In organic chemistry, esters are a common functional group. The basic structure of an ester consists of a carbon single bonded to carbon, double bonded to oxygen, and single bonded to oxygen. For the molecule below, the simple structure of an ester group is shown.
The basic chemical formula of an ester is R-COOR’. The R groups denote the rest of the molecule not included in the functional group.
What is an Ester Bond?
An ester bond is a linkage between an atom that is double bonded to an oxygen atom bearing any alkyl or aryl group. Ester bonds are found in ester functional groups. In addition, the bond is generally covalent and is essential in the formation of lipids.
These ester bonds are important when it comes to lipids in our bodies. When glycerol (alcohol) combines with fatty acid molecules, it allows for three esters to be produced. This process is what causes ester bonds to form.
Properties of Esters
In comparison to alcohols and carboxylic acids, esters tend to be polar less allowing for them to have lower boiling points. Due to the polar property of esters, they can participate in hydrogen bonding as hydrogen bond acceptors. Their ability to participate in hydrogen bonding depends on the length of the alkyl chains attached to the ester functional group.
Naming Esters
The name of an ester derives from the parent alcohol and parent acid. While simple esters can be named after their common names, all esters can be named using their systematic IUPAC name. The name is based on the acid followed by the suffix “-oate”.
When an ester is formed from a common carboxylic acid, there are substitutions for the ester’s IPUAC name.
- “ethanoate” = “acetate”
- “methanoate” = “formate”
- “propanoate” = “propionate”
- “butanoate” = “butyrate”
Examples of Ester Functional Groups
Esters are common in nature. Esters generally have pleasant odors and are responsible for the characteristic fragrances of fruits and flowers.

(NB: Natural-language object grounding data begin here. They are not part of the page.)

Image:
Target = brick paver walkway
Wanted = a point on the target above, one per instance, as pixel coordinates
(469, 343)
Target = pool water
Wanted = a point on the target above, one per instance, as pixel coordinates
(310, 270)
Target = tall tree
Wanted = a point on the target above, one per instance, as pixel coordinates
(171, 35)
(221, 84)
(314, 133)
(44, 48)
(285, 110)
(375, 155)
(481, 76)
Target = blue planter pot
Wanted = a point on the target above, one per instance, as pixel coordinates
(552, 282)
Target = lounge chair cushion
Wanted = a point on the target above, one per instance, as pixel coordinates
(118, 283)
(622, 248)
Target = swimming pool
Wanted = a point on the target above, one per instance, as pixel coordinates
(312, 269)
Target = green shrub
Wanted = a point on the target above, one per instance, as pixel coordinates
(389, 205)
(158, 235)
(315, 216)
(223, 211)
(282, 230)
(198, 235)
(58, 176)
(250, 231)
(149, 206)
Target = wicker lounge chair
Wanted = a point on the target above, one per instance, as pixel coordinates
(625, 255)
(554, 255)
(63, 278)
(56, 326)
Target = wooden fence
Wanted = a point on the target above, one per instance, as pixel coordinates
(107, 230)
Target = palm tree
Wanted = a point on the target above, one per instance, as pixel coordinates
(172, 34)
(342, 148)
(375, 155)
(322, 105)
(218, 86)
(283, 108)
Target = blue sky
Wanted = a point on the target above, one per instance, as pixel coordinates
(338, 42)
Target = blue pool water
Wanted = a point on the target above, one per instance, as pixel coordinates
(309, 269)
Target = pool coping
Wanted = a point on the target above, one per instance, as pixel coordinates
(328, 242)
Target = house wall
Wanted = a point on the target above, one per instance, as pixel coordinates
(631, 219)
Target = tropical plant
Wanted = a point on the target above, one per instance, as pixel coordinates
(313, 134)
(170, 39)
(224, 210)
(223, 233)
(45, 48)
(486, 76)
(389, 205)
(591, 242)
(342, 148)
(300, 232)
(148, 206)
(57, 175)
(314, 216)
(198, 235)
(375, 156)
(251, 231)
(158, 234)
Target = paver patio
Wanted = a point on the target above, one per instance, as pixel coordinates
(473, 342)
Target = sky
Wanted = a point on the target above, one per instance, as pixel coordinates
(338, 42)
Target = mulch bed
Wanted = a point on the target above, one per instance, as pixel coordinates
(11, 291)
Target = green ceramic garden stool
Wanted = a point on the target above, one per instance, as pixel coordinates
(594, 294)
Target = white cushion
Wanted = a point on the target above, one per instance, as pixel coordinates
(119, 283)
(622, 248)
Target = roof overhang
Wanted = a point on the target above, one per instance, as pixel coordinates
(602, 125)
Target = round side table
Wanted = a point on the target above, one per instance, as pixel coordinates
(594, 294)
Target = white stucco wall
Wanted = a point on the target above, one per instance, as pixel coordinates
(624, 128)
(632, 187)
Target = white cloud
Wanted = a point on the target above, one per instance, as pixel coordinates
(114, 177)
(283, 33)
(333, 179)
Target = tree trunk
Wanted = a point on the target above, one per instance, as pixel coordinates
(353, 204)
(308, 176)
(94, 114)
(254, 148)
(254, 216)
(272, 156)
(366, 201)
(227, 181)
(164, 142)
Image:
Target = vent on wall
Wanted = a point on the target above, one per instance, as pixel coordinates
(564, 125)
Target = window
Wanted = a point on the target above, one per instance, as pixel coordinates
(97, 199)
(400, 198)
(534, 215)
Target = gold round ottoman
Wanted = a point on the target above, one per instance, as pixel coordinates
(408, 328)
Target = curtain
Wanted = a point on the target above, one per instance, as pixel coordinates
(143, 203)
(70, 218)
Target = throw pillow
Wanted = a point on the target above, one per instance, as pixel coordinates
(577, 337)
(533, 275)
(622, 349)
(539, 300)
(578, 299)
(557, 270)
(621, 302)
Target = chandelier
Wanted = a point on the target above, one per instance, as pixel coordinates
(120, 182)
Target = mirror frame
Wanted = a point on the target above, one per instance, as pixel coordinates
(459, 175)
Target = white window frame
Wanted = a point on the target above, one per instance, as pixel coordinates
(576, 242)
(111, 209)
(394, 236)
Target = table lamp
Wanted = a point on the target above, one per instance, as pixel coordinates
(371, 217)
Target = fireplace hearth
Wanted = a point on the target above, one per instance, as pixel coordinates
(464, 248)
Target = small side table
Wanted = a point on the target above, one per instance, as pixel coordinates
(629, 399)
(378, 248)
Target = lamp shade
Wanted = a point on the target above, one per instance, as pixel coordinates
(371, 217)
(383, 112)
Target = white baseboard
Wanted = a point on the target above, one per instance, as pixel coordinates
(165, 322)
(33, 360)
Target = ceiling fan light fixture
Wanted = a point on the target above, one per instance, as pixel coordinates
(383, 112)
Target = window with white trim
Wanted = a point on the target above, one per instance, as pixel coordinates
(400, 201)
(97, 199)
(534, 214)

Flavoring agents and perfumes contain natural and synthetic esters.
Fats and vegetable oils are long-chain fatty acids and glycerol that have esters. In addition, esters of phosphoric acids have the utmost importance to life. Some common examples of esters and their names are in the list below.

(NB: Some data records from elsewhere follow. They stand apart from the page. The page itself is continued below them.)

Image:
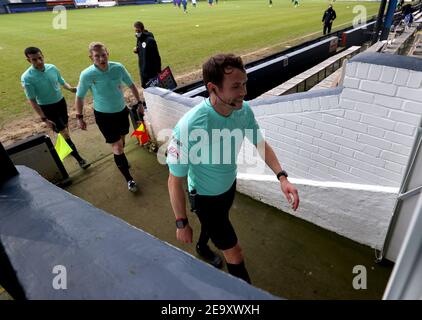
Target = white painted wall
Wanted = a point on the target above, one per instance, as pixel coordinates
(360, 135)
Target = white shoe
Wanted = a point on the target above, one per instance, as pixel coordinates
(132, 186)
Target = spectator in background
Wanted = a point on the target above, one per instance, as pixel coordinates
(104, 79)
(149, 59)
(327, 18)
(212, 180)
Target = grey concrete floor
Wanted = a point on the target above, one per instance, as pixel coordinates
(285, 255)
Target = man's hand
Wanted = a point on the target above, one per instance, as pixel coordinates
(81, 124)
(184, 235)
(290, 192)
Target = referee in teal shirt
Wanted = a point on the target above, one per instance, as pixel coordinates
(41, 83)
(104, 79)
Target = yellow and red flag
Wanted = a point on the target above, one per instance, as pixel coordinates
(141, 134)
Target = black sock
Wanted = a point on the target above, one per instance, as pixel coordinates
(239, 270)
(123, 165)
(74, 153)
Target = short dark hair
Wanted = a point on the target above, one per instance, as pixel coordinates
(31, 50)
(139, 24)
(214, 69)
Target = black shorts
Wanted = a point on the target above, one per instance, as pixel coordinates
(113, 125)
(56, 112)
(213, 213)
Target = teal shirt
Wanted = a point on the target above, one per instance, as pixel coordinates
(106, 86)
(43, 86)
(205, 145)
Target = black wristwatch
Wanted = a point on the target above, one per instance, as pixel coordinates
(282, 173)
(181, 223)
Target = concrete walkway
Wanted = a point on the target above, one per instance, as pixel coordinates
(285, 255)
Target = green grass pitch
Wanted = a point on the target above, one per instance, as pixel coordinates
(184, 40)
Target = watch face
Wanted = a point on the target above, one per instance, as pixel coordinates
(180, 224)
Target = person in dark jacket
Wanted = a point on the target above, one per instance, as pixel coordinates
(328, 17)
(149, 59)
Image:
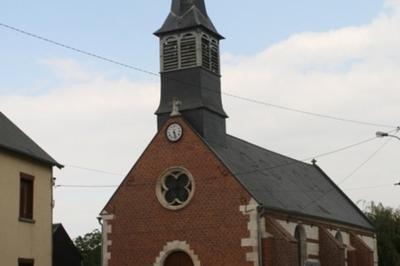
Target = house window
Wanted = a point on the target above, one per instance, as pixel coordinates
(175, 188)
(26, 262)
(170, 54)
(26, 197)
(300, 235)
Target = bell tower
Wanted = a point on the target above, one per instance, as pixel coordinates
(190, 69)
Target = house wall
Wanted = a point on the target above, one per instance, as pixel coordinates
(214, 228)
(22, 239)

- methyl methanoate/formate (HCOOCH3)
- methyl ethanoate/acetate (CH3COOCH3)
- ethyl ethanoate/acetate (CH3COOCH2CH3)
Esterification
What is esterification?
Fischer esterification is the most common reaction to make simple esters and involves mixing a carboxylic acid and an alcohol with a small amount of catalytic acid. The reaction can be driven to completion through refluxing (presence of lots of energy). Excessive heat is essential for esterification since it takes a lot of energy to remove the “-OH” group from a carboxylic acid to generate an ester.
Esterification Mechanism
- Firstly, the esterification reaction begins with the protonation of the carbonyl oxygen on the carboxylic acid. The oxonium ion created becomes stabilized by resonance (the ability to move electrons to another atom).

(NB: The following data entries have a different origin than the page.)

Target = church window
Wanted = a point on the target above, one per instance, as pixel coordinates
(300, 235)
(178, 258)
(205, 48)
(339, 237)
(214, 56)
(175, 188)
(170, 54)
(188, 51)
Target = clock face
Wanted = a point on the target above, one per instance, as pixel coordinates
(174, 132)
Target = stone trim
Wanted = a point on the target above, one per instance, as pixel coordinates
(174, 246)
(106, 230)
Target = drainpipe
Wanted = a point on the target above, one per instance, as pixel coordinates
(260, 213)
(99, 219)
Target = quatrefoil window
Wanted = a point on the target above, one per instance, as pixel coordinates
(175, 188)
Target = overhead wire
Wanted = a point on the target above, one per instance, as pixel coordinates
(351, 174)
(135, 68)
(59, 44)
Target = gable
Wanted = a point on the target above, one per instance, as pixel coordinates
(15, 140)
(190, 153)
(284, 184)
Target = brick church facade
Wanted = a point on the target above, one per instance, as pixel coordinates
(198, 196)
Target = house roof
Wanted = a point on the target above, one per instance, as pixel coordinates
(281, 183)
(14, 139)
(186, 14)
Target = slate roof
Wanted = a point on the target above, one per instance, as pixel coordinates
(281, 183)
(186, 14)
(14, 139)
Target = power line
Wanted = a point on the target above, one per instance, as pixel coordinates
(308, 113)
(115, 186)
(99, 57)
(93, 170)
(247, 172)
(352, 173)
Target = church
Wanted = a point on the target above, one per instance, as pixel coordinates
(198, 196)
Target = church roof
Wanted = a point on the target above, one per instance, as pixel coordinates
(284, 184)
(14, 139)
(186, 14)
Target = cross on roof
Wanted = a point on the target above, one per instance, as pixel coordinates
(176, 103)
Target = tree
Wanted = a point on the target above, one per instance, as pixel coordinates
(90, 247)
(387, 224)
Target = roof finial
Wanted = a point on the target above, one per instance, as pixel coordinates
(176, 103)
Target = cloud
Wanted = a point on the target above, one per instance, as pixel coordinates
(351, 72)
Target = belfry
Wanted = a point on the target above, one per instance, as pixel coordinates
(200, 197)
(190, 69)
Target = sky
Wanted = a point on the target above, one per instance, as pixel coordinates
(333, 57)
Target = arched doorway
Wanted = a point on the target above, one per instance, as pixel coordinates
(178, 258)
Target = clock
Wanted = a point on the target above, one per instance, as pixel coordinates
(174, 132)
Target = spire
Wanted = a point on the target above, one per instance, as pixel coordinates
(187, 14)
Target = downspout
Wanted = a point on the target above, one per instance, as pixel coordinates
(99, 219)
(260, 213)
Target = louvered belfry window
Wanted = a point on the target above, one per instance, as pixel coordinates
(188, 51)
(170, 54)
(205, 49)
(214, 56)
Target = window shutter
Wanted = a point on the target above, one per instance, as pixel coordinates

- Subsequently, the alcohol attacks the carbonyl carbon, pushing the electrons onto oxygen. As a result, there is the formation of a tetrahedral intermediate.
- Following that, the oxonium ion of the tetrahedral intermediate loses a proton to produce a neutral tetrahedral intermediate.
- At either of the hydroxyl groups, protonation occurs and generates a good leaving group (H2O).
- Consequently, water becomes dissociated as a good leaving group as the carbonyl is re-formed.
- Lastly, a proton is shed to yield a neutral ester as the reaction product.